While Americans are more willing to leave their jobs for other opportunities than they were at the depth of the recession, they still have a way to go before they regain the confidence they exhibited prior to the downturn.
The so-called quit ratio — which measures the number of people voluntarily leaving their jobs as a proportion of total employment — stood at 1.6 percent in March. That’s up from a low of 1.2 percent almost three years ago, yet still well below the 2.3 percent peak seen in late 2006.
Not Changing Enough
“We just haven’t had people changing jobs enough,” said Betsey Stevenson, an assistant professor at the University of Pennsylvania’s Wharton School in Philadelphia and a former chief economist at the Labor Department. “We need to see people have the confidence to quit their job and find a better one and create an opening for someone else.”
The jobs recovery hasn’t been strong enough to convince many Americans to re-enter the labor force and start looking for work again. The labor participation rate — the share of working-age people holding a job or seeking one — stood at 63.8 percent in May, just above a three-decade low of 63.6 percent the previous month.
A portion of those who have dropped out of the labor force have gone on disability. The number of workers receiving Social Security Disability Insurance from the government jumped more than 20 percent to 8.7 million in May from 7.1 million in December 2007, Social Security data show.
The dwindling dynamism of the U.S. labor market also shows up in the willingness of Americans to strike out on their own. The nation’s business start-up rate — the number of new firms as a proportion of all companies — fell to a record low of around 8 percent in 2010, according to the latest data available from the Census Bureau. That’s down from about 11 percent in 2006, before the economic slump, and a high of 13 percent in the 1980s.
The longer-run decline is partly due to the aging of the population, according to the University of Chicago’s Davis. More recently, tighter credit in the aftermath of the financial crisis also may be discouraging start-ups, he said.

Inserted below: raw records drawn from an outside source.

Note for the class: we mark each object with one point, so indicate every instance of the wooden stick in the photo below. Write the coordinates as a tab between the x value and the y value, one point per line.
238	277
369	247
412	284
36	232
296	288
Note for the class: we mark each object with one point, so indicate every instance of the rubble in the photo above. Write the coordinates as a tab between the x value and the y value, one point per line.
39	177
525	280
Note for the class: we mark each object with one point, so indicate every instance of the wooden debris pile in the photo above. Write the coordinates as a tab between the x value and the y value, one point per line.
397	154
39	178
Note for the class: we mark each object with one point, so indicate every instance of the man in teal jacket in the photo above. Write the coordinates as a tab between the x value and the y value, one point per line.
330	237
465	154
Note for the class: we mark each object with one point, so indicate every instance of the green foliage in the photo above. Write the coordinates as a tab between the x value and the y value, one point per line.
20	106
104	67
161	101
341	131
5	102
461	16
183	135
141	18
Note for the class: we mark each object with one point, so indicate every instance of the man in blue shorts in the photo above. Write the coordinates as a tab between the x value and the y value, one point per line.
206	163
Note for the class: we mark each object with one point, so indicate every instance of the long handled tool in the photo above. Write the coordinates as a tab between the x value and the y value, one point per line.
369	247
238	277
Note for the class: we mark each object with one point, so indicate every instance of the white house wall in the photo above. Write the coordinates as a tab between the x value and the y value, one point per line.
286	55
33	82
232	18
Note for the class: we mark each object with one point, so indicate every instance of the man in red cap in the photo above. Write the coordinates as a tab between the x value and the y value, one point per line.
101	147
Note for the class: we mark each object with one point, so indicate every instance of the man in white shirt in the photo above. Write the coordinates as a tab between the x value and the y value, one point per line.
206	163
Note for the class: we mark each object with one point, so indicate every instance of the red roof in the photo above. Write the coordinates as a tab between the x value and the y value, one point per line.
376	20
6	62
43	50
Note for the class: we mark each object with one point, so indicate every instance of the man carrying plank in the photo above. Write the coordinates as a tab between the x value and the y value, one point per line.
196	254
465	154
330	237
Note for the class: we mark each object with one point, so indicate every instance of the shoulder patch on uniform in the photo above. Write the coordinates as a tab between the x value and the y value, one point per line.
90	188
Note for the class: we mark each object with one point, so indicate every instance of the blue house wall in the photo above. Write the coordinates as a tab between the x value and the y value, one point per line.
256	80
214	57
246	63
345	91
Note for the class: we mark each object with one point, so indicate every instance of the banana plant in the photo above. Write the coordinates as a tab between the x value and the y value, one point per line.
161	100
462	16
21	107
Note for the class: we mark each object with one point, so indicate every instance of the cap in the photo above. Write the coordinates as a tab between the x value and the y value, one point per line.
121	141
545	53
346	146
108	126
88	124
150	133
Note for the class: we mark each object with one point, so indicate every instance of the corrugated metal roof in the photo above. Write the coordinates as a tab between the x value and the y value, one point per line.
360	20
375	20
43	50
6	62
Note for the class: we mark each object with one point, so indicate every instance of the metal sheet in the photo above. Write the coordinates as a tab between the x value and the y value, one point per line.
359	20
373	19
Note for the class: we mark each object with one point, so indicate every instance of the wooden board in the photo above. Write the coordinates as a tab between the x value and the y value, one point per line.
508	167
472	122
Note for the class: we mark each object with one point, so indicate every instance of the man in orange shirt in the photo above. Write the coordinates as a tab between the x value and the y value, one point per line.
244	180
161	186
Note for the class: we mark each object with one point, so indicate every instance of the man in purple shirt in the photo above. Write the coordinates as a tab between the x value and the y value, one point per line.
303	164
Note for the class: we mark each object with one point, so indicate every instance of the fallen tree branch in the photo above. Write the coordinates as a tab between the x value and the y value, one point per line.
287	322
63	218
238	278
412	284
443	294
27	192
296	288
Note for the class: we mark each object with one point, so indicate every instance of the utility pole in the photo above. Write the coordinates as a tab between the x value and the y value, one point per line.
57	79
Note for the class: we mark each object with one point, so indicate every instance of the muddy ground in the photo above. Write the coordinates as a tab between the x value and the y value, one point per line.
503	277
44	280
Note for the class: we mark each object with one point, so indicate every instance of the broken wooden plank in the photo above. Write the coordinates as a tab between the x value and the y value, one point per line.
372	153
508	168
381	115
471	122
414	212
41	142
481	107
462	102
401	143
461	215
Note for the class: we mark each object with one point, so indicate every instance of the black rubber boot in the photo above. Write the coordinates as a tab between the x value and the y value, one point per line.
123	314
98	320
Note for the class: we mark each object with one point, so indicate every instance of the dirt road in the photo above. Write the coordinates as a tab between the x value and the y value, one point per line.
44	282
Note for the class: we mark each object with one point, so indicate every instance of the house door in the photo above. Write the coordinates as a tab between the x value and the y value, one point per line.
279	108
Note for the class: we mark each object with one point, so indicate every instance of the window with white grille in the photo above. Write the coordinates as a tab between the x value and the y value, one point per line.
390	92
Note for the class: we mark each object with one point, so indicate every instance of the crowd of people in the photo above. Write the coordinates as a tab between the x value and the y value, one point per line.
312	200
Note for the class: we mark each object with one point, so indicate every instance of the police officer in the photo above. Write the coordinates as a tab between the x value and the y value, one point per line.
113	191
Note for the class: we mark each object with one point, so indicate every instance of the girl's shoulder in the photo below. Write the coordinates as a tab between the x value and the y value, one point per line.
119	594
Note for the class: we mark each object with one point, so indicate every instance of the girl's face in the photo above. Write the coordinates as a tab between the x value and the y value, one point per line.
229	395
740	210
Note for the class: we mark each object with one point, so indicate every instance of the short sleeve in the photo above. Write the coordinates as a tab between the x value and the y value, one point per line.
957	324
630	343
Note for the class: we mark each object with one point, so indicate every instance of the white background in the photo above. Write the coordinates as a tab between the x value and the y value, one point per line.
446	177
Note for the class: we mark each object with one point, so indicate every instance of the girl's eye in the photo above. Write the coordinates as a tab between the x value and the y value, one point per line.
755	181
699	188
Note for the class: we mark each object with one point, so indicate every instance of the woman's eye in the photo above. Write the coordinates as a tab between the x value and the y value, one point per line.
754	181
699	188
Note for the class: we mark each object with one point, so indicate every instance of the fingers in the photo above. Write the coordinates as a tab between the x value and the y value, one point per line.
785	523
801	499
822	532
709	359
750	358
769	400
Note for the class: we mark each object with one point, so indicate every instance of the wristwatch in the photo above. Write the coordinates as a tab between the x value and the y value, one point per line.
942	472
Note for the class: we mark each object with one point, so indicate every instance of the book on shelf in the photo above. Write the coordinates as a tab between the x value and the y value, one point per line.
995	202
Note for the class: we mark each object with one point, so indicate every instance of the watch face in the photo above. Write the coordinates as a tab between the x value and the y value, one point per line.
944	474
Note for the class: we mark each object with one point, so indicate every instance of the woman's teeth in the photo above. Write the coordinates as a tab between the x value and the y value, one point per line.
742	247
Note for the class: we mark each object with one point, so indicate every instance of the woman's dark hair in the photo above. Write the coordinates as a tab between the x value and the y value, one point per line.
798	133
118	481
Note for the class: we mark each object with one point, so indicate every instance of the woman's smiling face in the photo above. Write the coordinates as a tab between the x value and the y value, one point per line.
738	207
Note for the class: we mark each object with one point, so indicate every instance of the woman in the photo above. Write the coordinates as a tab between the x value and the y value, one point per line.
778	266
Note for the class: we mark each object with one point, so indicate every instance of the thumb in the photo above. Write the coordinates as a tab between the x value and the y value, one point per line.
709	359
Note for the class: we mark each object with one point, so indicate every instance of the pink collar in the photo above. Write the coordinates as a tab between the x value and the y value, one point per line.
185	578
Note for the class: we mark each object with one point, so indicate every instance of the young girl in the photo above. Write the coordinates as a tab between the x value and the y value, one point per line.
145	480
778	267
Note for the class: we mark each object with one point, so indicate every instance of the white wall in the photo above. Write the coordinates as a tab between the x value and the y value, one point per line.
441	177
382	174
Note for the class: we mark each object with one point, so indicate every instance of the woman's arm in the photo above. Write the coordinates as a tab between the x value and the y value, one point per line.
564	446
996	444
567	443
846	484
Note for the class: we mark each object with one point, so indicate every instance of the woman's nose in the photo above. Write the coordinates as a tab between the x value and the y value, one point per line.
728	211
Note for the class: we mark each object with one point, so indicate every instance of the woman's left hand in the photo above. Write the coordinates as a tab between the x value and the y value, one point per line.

That’s got big implications for the labor market. Research by University of Maryland Professor John Haltiwanger found that start-ups and young firms account for a disproportionate share of job creation, exhibiting what he calls an “up or out” dynamic — they either grow fast or they fail.
It’s that kind of vibrancy that has helped make the U.S. economy great, said Stevenson.
“What makes the U.S. different is that we are mobile,” she said. “We find where we are going to be the most productive and we get there.” Signs that such dynamism is on the wane are “very concerning.”